OK, that doesn’t happen…much, but if the water pump doesn't circulate coolant through your engine to keep it within operating temperature, it won't be much good to you.
Low coolant levels can cause an engine to have problems with overheating. Be sure to check your coolant level in the overflow reservoir as often as you check your oil and other fluids. NEVER, remove the radiator cap when the engine is hot! When it is cold, you can check and add coolant, but make sure you replace the cap properly. Your owner's manual should tell you how often your cooling system needs to be drained, flushed and refilled.
The water pump circulates coolant through the engine block, cylinder heads, heater core and radiator. A water pump is mounted on your engine and is driven by a V or serpentine belt attached to the crankshaft. A water pump circulates the coolant continuously, and the rate of circulation is controlled by a thermostat.
A water pump is consists of a housing, shaft, impeller, flange, bearing and shaft seal. Some that are driven by a serpentine belt come with a pulley mounted on the shaft. A gasket or gaskets seal it to the block and there is a neck on the housing to connect the radiator hose. Because the water pump is belt driven, coolant flow increases as the engines RPMs increase.
Warning signs of a failing water pump are a squealing or rattling noise when the engine is running, which could be the shaft bearing failing or the impeller hitting the housing, or if you notice coolant under your car, check to see if it's leaking through the inspection (weep) hole in the pump where the coolant drains when the shaft seal fails.
A water pump operating under those conditions can cause the engine to overheat or the impeller to come apart and cause internal engine damage. So make sure you check it out right away.
Some engines have internal water pumps located under the timing cover and driven by the timing belt. On these engines if you need to check the condition of the water pump, you will need to remove the timing cover.

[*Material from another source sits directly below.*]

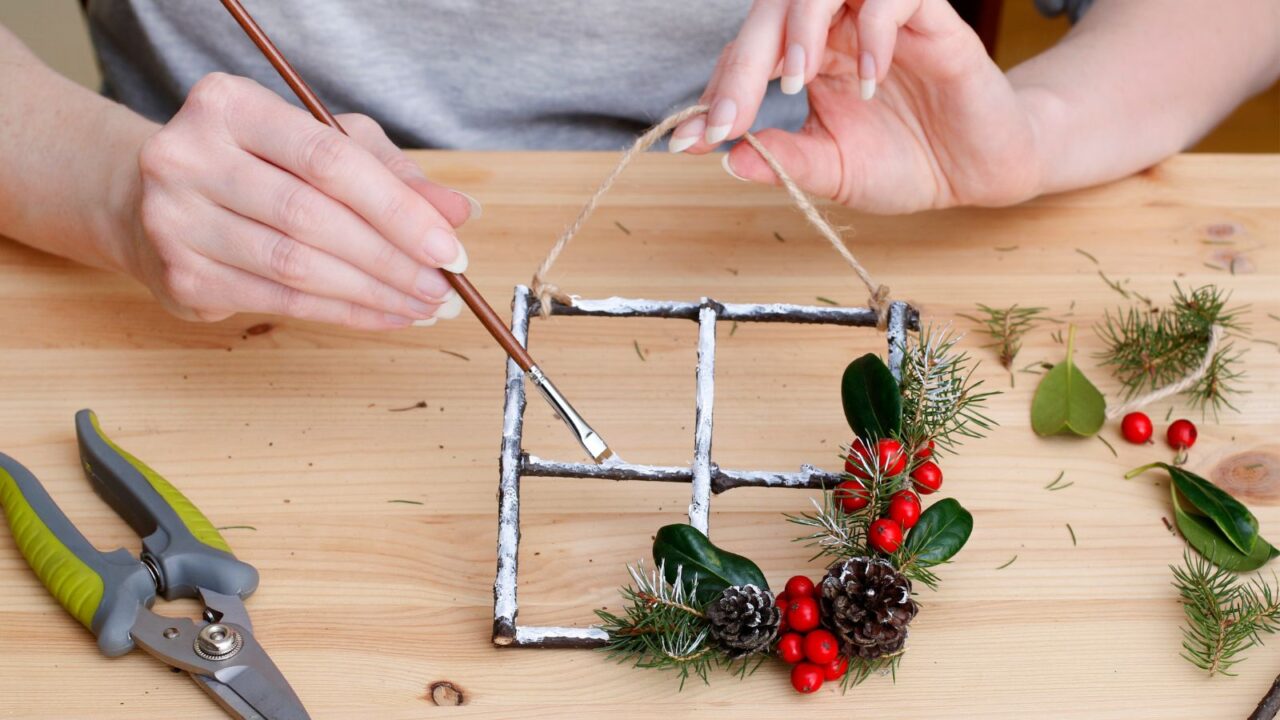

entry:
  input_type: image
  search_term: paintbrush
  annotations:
[221,0,613,462]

To check the water pump when it is mounted externally, with the engine off and cold, remove the belt and grab the water pump flange or pulley and try to move it back and forth. You should not feel any significant play in the shaft. If there is the bearing has failed and the water pump needs to be replaced.

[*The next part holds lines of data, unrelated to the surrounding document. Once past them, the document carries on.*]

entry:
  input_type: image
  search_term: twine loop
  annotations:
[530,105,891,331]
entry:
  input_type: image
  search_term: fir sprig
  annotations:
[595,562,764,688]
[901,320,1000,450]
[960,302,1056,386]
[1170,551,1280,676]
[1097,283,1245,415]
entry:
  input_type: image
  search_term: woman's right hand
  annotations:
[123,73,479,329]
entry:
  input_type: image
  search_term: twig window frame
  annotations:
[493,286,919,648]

Depending on manufacturer recommendations, a water pump will need replacement at between 60,000 and 100,000 miles. Replace your water pump with a high quality lifetime warranted part. You're not saving money if you buy something that's not going to last as long as it should or cause damage to your engine Also be aware that depending on the engine code two cars that are the same make, model and year could take different water pumps.
Because I am running out of space, I will cover replacement in another article.